News, Nuggets & Longreads 16 December 2017: Portman, Golden Pints, Pretzel Pieces

Here’s everything that’s grabbed our attention in the world of beer and pubs in the last seven days, from Tiny Rebel’s labelling woes to pairing beer with chocolate.

(Note: because we’re on the road we put this together on Thursday so any exciting developments from Friday might be missing, depending on whether we could be bothered to fiddle with editing the post on a phone screen.)

First, undoubtedly the biggest story of the week was the Portman Group’s ruling against Tiny Rebel over the design of the Cwtch can. This has generated commentary to reinforce each and every set of prejudices:

The most essential items of reading, though, are the Portman Group’s own report on the decision, and Tiny Rebel’s response which comes with (perhaps questionable) figures for the final cost of the exercise.


Here’s one we added from a smartphone sitting in a pub on Friday: Emma Inch asks if we might apply a version of the Bechdel test to beer. We don’t do much Women in Beer stuff these days, even though one of us is, of course, a Woman in Beer, so this very much resonates.

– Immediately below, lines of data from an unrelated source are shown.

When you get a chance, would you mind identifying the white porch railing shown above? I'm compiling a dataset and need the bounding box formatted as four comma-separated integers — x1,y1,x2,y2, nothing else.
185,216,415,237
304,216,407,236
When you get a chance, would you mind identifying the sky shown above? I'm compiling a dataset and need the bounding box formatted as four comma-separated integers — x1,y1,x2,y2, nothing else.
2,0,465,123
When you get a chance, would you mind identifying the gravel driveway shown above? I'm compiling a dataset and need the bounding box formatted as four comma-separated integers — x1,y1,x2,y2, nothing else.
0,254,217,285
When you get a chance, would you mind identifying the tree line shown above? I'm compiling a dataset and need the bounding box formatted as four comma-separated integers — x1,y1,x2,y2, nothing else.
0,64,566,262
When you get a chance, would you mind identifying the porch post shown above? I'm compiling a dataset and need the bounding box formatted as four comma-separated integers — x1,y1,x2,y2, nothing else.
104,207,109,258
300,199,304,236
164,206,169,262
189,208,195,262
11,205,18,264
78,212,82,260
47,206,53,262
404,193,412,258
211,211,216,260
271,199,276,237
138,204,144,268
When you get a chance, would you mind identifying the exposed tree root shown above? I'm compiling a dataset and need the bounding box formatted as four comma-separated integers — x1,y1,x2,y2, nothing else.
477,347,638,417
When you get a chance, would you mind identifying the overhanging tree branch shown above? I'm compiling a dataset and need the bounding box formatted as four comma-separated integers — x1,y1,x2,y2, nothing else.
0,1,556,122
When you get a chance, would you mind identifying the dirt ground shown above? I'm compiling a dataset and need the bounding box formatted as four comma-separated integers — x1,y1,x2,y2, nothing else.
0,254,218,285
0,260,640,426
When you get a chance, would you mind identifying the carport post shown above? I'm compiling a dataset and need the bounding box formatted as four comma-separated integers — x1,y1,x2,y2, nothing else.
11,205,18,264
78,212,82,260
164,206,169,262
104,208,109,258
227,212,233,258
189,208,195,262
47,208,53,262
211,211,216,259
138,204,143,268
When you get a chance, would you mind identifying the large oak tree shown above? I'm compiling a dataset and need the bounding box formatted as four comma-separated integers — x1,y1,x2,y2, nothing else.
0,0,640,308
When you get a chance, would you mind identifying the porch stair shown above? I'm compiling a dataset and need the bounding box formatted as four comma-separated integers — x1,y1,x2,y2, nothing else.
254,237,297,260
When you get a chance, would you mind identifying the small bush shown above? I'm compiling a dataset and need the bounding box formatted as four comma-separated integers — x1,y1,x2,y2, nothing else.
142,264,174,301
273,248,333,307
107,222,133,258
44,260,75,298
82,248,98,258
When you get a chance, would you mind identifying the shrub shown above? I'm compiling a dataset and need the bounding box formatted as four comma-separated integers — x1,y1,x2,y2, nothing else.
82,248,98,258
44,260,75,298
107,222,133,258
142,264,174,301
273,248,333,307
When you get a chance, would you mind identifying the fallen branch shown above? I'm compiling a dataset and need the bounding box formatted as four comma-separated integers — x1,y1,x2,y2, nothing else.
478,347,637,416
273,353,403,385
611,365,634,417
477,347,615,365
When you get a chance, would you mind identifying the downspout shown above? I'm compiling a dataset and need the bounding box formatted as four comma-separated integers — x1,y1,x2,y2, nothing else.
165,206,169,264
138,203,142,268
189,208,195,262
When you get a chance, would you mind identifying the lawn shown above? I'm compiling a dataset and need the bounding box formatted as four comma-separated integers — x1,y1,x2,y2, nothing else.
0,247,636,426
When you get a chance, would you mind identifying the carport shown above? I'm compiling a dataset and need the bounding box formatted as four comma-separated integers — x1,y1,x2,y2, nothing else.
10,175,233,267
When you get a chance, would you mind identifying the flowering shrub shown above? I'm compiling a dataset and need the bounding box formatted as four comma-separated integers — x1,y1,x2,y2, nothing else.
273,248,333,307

Detail from the cover of the menu.

We always enjoy dissections of artefacts from recent beer history which is why this piece  by Josh Noel about an early-to-mid-1990s menu from Goose Island’s original Chicago brewpub caught our eye. He discovered it while researching his upcoming book about Goose Island, an extract from which is quoted in this post, and it tells us a lot about where American beer was at just 25 years ago:

The menu features three core year-round beers: Golden Goose Pilsner, which had been a brewpub mainstay since opening in 1988; Honker’s Ale, the only 1988 original that has endured throughout Goose Island’s 30-year history (though the fading popularity of the easy drinking, malt forward style leaves it at the periphery these days); and Tanzen Gans Kolsch, likely one of the earliest examples of the kolsch style made by an American craft brewer… The Brewmaster’s Specials included another 19 beers that rotated seasonally, including a heretofore rarity in Chicago called IPA (“very strong, very bitter, very pale”).


Katie Wiles and Christine Cryne.

Having corresponded with her on and off for some years we finally met Christine Cryne completely coincidentally in our local pub earlier in the year. Now Katie Wiles gives us a profile of one of the quiet stars of British beer based on a lunchtime chocolate-and-beer pairing session at London’s Wenlock Arms:

I’m eager to see what it’s like to drink beer with a Master Beer Trainer, so we decide to break open the Oddfellow’s Chocolate, a favourite for Christine’s pairings. “It’s best to pair chocolate with a beer that is over 4% ABV,” Christine explains. “You want to make sure that the chocolate either amplifies the flavours or tones them down – you can try the same type of beer with two different chocolates and bring out completely different tastes.”


Illustration: blue Whitbread beer crate.

Concealed within this bit of PR fluff, an oddity: Black Sheep has brewed a Costa coffee infused beer for hospitality company Whitbread. Whitbread. Hospitality company Whitbread. Hospitality. There is something very sad about this story.

(Disclosure, we guess: Whitbread allowed us to use archive images from their collection in 20th Century Pub.)


Illustration: a glowing pint of beer.

The first batch of Golden Pints posts are in. We won’t be sharing every one that pops up but this is by way of a reminder that this is still A Thing, in case you were in two minds about whether to bother. Ours will be up sometime next week, we hope.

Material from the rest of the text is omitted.